"Das ist wie in den dreißiger Jahren, als es hieß: Kauft nicht beim Juden"
Die Verhaftung und Zwangsenteignung türkischer Unternehmer, die der Gülen-Bewegung nahestehen, wirkt sich bis nach Deutschland aus. Unter deutsch-türkischen Anhängern des Präsidenten Recep Tayyip Erdoğan kursieren Listen von Firmen, bei denen man nicht mehr einkaufen soll, berichtet die Wochenzeitung "Die Zeit" in ihrer am morgigen Donnerstag erscheinenden Ausgabe.
Boykott
"Esst nicht in diesen Restaurants!", steht darin laut einer Vorausmeldung oder: "Kauft nicht in diesen Läden!". Es sind Boykottlisten, die bei Facebook und in Whats-App-Gruppen geteilt werden. Sie rufen dazu auf, gezielt Unternehmer in Deutschland zu boykottieren, die der Gülen-Bewegung nahestehen sollen: Friseure, Bauunternehmer, Restaurantbesitzer, Gemüsehändler, Ärzte.
Die Bewegung des muslimischen Predigers Fethullah Gülen wird von der türkischen Regierung für den Putschversuch gegen Erdogan Mitte Juli verantwortlich gemacht. Nun werden Gülens angebliche und tatsächliche Unterstützer auch in Deutschland verfolgt: "Wir sind zur Zielscheibe geworden", sagt ein Druckereibesitzer aus dem Rheinland, der sich selbst als Gülen-Anhänger bezeichnet.
Angeschrien und beleidigt
Türkischstämmige Unternehmer aus Berlin, Nordrhein-Westfalen und Baden-Württemberg berichten der "Zeit" sie würden auf offener Straße angeschrien oder beleidigt: als Gülen-treue Vaterlandsverräter und Terroristen. Sie erhielten Morddrohungen, ihre Geschäfte würden beschmiert. In mehreren Städten werde in Moscheen öffentlich dazu aufgerufen, in bestimmten Läden nicht mehr einzukaufen.
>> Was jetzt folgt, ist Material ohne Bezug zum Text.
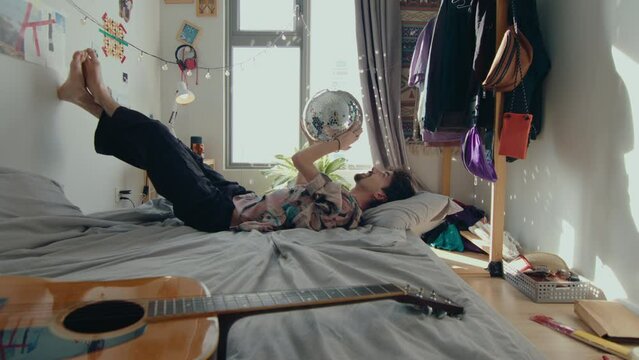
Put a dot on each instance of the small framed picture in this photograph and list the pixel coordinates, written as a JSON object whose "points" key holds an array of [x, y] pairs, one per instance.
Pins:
{"points": [[206, 7], [188, 33]]}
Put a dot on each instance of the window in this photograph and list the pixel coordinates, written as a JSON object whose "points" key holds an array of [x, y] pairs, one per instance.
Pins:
{"points": [[277, 62]]}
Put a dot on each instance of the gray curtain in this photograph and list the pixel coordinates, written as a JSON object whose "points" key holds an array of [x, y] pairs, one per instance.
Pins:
{"points": [[379, 46]]}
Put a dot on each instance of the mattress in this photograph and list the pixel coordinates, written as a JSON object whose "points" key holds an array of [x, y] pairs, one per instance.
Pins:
{"points": [[149, 241]]}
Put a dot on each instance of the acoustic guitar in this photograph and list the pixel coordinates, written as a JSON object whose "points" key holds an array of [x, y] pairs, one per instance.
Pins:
{"points": [[155, 318]]}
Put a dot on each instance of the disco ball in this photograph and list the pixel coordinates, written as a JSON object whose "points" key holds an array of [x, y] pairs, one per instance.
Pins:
{"points": [[330, 113]]}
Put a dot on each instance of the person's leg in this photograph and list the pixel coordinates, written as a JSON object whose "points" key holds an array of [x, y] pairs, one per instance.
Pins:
{"points": [[148, 144], [74, 88]]}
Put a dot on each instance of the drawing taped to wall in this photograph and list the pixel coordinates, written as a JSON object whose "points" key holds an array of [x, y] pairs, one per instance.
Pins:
{"points": [[35, 33], [113, 42], [188, 33], [126, 6]]}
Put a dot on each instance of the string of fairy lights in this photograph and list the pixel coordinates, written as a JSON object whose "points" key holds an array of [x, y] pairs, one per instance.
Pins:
{"points": [[281, 36], [296, 16]]}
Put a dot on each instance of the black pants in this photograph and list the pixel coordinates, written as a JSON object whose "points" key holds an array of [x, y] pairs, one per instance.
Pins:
{"points": [[201, 197]]}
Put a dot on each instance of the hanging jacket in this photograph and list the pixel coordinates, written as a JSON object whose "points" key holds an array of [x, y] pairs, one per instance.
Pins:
{"points": [[420, 57], [449, 86], [528, 22]]}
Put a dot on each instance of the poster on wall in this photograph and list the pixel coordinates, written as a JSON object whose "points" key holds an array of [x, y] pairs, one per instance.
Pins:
{"points": [[33, 31]]}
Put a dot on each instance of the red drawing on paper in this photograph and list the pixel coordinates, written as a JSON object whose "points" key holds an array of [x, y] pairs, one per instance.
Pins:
{"points": [[33, 25], [112, 47]]}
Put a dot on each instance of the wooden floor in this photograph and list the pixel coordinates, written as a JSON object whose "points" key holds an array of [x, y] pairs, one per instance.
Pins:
{"points": [[517, 309]]}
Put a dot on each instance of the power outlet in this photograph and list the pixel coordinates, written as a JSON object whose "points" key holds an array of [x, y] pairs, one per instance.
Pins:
{"points": [[117, 196]]}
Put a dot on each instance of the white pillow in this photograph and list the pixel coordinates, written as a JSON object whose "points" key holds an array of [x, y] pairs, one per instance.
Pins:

"Das ist wie in den dreißiger Jahren, als es hieß: Kauft nicht beim Juden", sagt ein Lebensmittelhändler aus Gelsenkirchen, der anonym bleiben möchte. Unternehmer seien in ihren Läden überfallen worden. Die örtlichen Polizeidienststellen bestätigen die Übergriffe. In Nordrhein-Westfalen ermittelt der Staatsschutz.